Bell will appear at 4:10 p.m. on Thursday, Dec. 2, in Room 126 of Wilson Hall on the Vanderbilt campus. There will be a book signing and reception after the reading.
All events are free and open to the public.
The reading is part of a series of programs at Vanderbilt marking the 200th anniversary of the creation of Haiti, the first free black republic in the western hemisphere.
All Soul’s Rising, the first book in the Haiti trilogy, won the 1996 PEN/Faulkner Award for Fiction and the Anisfeld-Wolf Award for best book of 1996 dealing with race, and was a finalist for the 1995 National Book Award. Master of the Crossroads was published in 2001, followed this year by The Stone That the Builder Refused.
The carefully researched trilogy draws on Bell’s expertise with the Parisian and Haitian archives and people, and his mastery of French and Creole.

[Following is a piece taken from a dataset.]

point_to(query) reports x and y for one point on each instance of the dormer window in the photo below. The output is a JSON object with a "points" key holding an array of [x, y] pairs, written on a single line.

"What Bell has given us Ö isn’t just a single picture," wrote Michael Pye in the New York Times review of The Stone That the Builder Refused.. "It’s a somber hall of narrative, full of dreams and horrors. It draws you along like any authentic history, day by terrible day, nerve ends raw because you have no sense of an author ready to intervene and save his characters."
Bell is professor of English and writer-in-residence at Goucher College in Baltimore. In addition to novels, he has published two collections of short stories and a writing primer, written screenplays and released a music CD. He was raised in Brentwood, Tenn.
Bell’s reading is sponsored by the University Lectures Committee, English Department, Robert Penn Warren Center for the Humanities, Department of History, and Center for Latin America and Iberian Studies.